Relations between adolescent predictors and young adult stress and substance use

External messages that you’re bad, crazy, and unlovable become internalized. You’re incredibly hard on yourself and struggle to forgive or love yourself. During childhood, you came to believe that you’re fundamentally flawed, and the cause of the family dysfunction. There are so many things that alcoholic families don’t talk about – to each other and especially to the outside world.

Structure your conversation around bringing up that they might have a problem and that you are concerned. Don’t initiate the conversation when your parent is intoxicated, and try to find a time when you can talk honestly, one-on-one. State that you care about them, and you’re having the conversation because you’re concerned about their well-being.

What Do I Do If My Alcoholic Parent Refuses Help?

That’s why most experts now avoid terms like “alcoholic” and “alcoholism,” and why the most recent edition of the “Diagnostic and Statistical Manual of Mental Disorders (DSM-5)” uses updated terminology to define substance use disorders. A parent’s alcohol use disorder (AUD) can have a major impact on your mental and emotional well-being — not just in your childhood, but also well into your adulthood. Fourth, transition-related stressors are, in part, defined by their likely contribution to the central task of this period, identity development (Arnett, 2000). For this reason, avoidant forms of coping, for example, may be particularly deleterious by signifying the potential for delay in developmental gains.

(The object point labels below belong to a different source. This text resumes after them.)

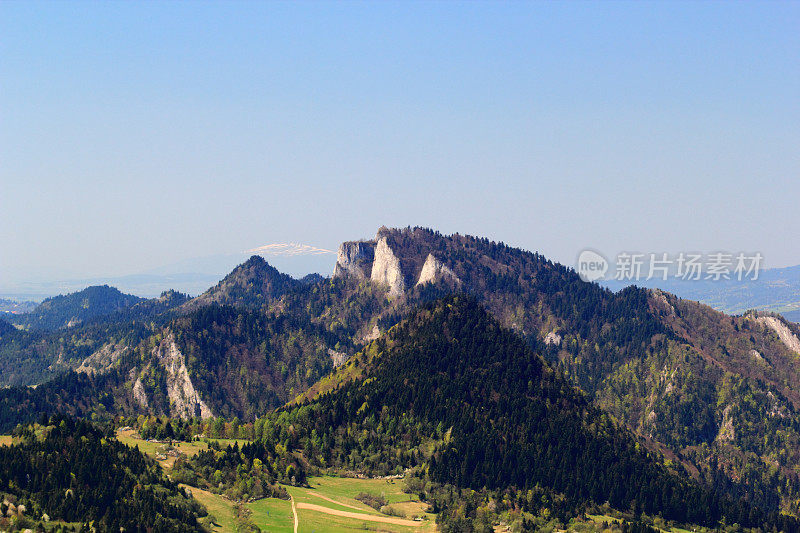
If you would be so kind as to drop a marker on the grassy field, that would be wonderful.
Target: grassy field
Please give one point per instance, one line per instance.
(222, 509)
(273, 515)
(328, 495)
(153, 448)
(227, 442)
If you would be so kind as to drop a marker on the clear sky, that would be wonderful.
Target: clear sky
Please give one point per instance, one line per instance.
(134, 135)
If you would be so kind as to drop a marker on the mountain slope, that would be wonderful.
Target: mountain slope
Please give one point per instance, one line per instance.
(75, 308)
(251, 284)
(719, 392)
(72, 471)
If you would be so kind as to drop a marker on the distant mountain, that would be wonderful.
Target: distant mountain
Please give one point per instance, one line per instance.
(76, 308)
(251, 284)
(716, 394)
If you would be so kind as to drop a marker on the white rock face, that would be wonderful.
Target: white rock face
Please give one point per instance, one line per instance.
(354, 259)
(434, 270)
(337, 358)
(185, 402)
(787, 337)
(386, 268)
(372, 335)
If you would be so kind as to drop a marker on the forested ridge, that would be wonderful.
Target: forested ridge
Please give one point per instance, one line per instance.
(718, 395)
(73, 471)
(500, 417)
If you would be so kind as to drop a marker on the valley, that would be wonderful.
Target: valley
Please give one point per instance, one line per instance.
(496, 384)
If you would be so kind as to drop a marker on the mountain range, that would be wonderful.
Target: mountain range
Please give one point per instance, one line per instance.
(483, 366)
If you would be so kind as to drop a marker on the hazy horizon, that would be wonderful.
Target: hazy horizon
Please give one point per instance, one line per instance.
(134, 136)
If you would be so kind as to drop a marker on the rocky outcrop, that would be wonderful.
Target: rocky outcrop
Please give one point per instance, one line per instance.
(103, 359)
(553, 338)
(386, 268)
(337, 358)
(434, 270)
(726, 433)
(185, 402)
(355, 259)
(784, 333)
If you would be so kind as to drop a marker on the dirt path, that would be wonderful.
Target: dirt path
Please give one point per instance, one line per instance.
(338, 503)
(294, 512)
(360, 516)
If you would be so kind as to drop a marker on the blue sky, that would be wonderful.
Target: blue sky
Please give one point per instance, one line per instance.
(134, 135)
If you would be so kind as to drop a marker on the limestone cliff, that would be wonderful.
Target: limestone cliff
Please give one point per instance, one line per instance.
(355, 259)
(185, 402)
(784, 333)
(386, 268)
(434, 270)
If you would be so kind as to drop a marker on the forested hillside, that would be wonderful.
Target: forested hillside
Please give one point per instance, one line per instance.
(718, 395)
(74, 472)
(451, 390)
(75, 308)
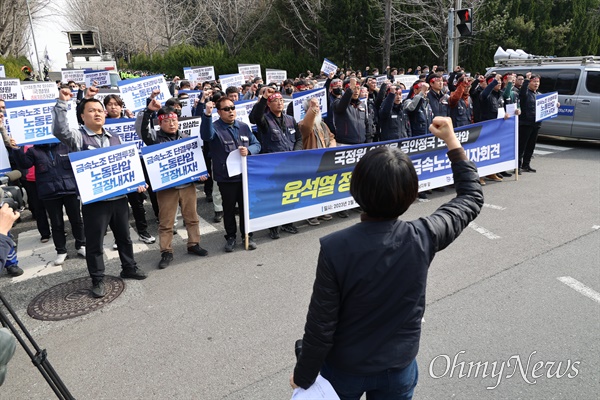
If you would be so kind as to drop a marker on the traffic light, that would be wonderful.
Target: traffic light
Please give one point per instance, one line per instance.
(465, 21)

“Dr. Jan” (as she was known) was a best-selling author, lecturer, and counselor who was also married to an alcoholic. As with anything, developing the right treatment plan is a crucial step towards a successful recovery. Be engaged in the process and open to suggestions from those around you including your support system, other family members, loved ones, and medical staff.

Valuable Lessons I Learned from My Father’s Alcohol Addiction

Apart from the society and people around them, adult children of alcoholic parents are the biggest victims of the action of their parents. The problem lies solely with the alcoholic parent, but often, children internalize blame, wondering what they did to make their mother or father drink too much. Even when the parent develops an Alcohol Use Disorder (AUD) problem later in life, it can still be stressful for adult children.

  • “Dr. Jan” (as she was known) was a best-selling author, lecturer, and counselor who was also married to an alcoholic.
  • For adult children of alcoholics, watching a parent ruin their health and relationships with alcohol is often so devastating that even staying in touch is fraught with tension.
  • There are so many things that alcoholic families don’t talk about – to each other and especially to the outside world.
  • If you’re a child of an alcoholic, that doesn’t mean that everything on this list will apply to you.
  • The first step to helping a parent who is suffering from alcoholism is to confront the situation head on.

These groups can provide invaluable support for you, which will help you better support your parents’ alcoholism treatment. Because as a child life felt out of control and unpredictable, as an adult you try to control everyone and everything that feels out of control (which is a lot). You struggle to express yourself, subconsciously remembering how unsafe it was to speak up in your family. In the absence of a stable, emotionally supportive enviornment, you learned to adapt in the only ways you knew how. As an adult, though, you can learn to manage and change specific behaviors that no longer help you, which can improve your overall well-being, quality of life, and relationships with others.

Over time, research shows that children of parents with substance use issues are at greater risk for depression, anxiety disorders, behavior and academic problems. They are also four times more likely than their peers to develop substance use issues later in life. Alcohol use disorders, more commonly known as alcoholism, affect approximately 17.6 million Americans. Alcohol is by far the most commonly abused substance in the United States.